I am currently a computational research scientist at Form Bio, a spin-off of Colossol Biosciences, where I am working on various bioinformatics problems related to genomic editing. I’ve recently worked at HRL laboratories in the Center for Human Machine Collaboration where I investigated various aspects of applied machine learning. I got PhD from the Computational Cognitive Neuroscience Lab at the University Colorado Boulder with Randy O’Reilly, and before that I did my undergraduate at the University of Minnesota in Minneapolis where I studied Physics, and got involved in computational modeling with Chad Marsolek. I also spent a few years at New York University with Lila Davachi using fMRI to explore the neurobiology of episodic memory. Right now I’m mostly taking all this cognitive neuroscience experience and extending it to modern methods in artificial intelligence research, namely developing machine learning methods and architectures to support neural mechanisms similar to those seen in human learning and memory.

Find out more through my publications, CV, or more generally in my resume.

Research Interests

In general I’ve found success in the role of an applied scientist developing machine learning solutions to advanced research problems. My interests include understanding and developing intelligent systems (human and artificial); analysis and visualization of complex, high-dimensional data; quantitative approaches to art, music and aesthetics. I have extensive experience in academic and industrial approaches to research, product development and human studies.

I started my research career working to understand different learning and memory systems and how they can be related to underlying neurobiology. This got me interested in several research domains including psychology, neuroscience, and cognitive science including memory, semantics, perception, cognitive control, decision making and reinforcement learning. This started a chain of many interesting research projects and learning opportunties related to these various topics.

I’ve previously applied these research interests to the domain of lifelong machine learning.
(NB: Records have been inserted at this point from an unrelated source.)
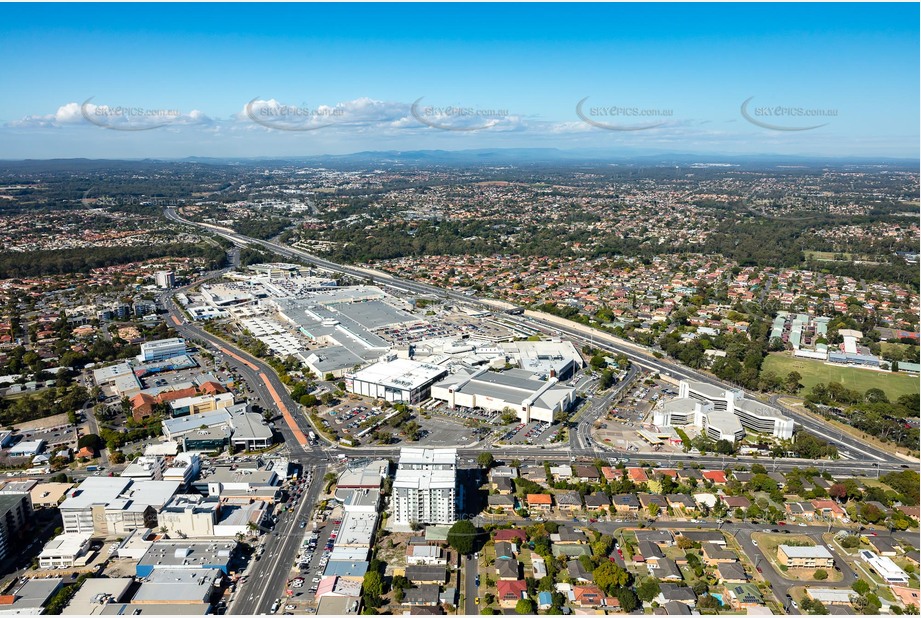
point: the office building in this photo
(165, 279)
(425, 486)
(753, 415)
(64, 551)
(15, 516)
(115, 506)
(161, 349)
Here autonomous systems are expected to continue to accumulate knowledge beyond a single dataset or task. My work focused on using neural network models to generate samples of previous experiences to preserve a reinforcement learning system’s performance while also allowing it to continue to learn new tasks. Most recently I’ve been exploring applications in computational bioinformatics in the service of species de-extinction and optimizing approaches to cell and gene therapy. Specifically, I’m developing methods for understanding cross-species genome and protein engineering, regulatory genomics, and viral packaging of transgene DNA.